Si va al terzo. Il segnale che che per lo statunitense il match stia prendendo una pessima piega è il numero medio degli scambi salito vertiginosamente col passare dei minuti. Sousa, più reattivo per DNA nella lotta, ha il merito di far sempre giocare una palla in più al suo avversario che appare di colpo in colpo più pesante e insicuro. Inevitabile quindi il break, in un terzo game costellato dalle brutture tennistiche di un Sock il cui body language, ora, è tutto un programma. Questa finale, però, ha il pregio di non avere un tiranno duraturo e ciò che appare certo in quell’attimo non è detto lo sia a lungo. In bilico sul cornicione, Sock spara due risposte al fulmicotone nei paraggi delle righe che significano il tre pari. Gran coraggio, il suo.
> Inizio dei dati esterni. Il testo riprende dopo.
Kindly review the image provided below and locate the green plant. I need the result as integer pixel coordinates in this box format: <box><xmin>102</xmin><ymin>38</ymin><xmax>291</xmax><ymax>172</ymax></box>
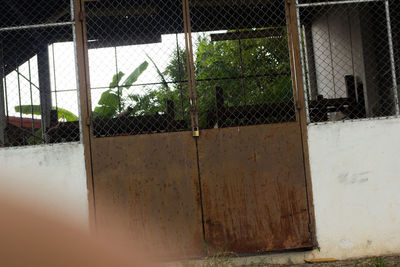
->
<box><xmin>143</xmin><ymin>28</ymin><xmax>293</xmax><ymax>128</ymax></box>
<box><xmin>15</xmin><ymin>105</ymin><xmax>79</xmax><ymax>122</ymax></box>
<box><xmin>372</xmin><ymin>257</ymin><xmax>388</xmax><ymax>267</ymax></box>
<box><xmin>14</xmin><ymin>61</ymin><xmax>149</xmax><ymax>121</ymax></box>
<box><xmin>93</xmin><ymin>61</ymin><xmax>149</xmax><ymax>119</ymax></box>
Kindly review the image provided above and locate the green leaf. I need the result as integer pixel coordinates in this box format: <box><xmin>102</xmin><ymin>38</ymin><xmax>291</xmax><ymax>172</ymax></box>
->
<box><xmin>121</xmin><ymin>61</ymin><xmax>149</xmax><ymax>90</ymax></box>
<box><xmin>14</xmin><ymin>105</ymin><xmax>79</xmax><ymax>122</ymax></box>
<box><xmin>109</xmin><ymin>71</ymin><xmax>125</xmax><ymax>88</ymax></box>
<box><xmin>95</xmin><ymin>90</ymin><xmax>120</xmax><ymax>118</ymax></box>
<box><xmin>145</xmin><ymin>54</ymin><xmax>169</xmax><ymax>91</ymax></box>
<box><xmin>97</xmin><ymin>90</ymin><xmax>119</xmax><ymax>107</ymax></box>
<box><xmin>56</xmin><ymin>108</ymin><xmax>79</xmax><ymax>121</ymax></box>
<box><xmin>93</xmin><ymin>106</ymin><xmax>116</xmax><ymax>118</ymax></box>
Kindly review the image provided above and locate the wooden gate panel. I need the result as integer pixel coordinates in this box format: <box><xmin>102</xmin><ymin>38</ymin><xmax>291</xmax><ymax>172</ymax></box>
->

Nulla da registrare, poi, fino all’ottavo game, laddove un sanguinoso doppio fallo – e non è il primo – costa a Sousa il break che spedisce il redivivo statunitense a servire per il torneo. La tensione è palpabile e Jack Sock, saggiamente, sceglie di ancorarsi al servizio, quasi ad occhi chiusi. La scelta è quella giusta perché, nonostante un errore di tocco da far sobbalzare in poltrona i puristi dello sport elegante che fu di Bill Tilden, il nono gioco mette fine dopo circa due ore di gioco alla contesa, con il pupillo di coach Hahn che può esultare con merito dopo l’ennesimo vincente messo a referto di prepotenza.
In definitiva, una partita per certi versi strana, non bella, e dai repentini cambi della guardia, che come spesso accade finisce alla lunga per premiare il giocatore più forte. Per Sock, mina vagante dei prossimi Australian Open, da lunedì prossimo sarà nuovo best ranking e prima volta in Top20 della carriera.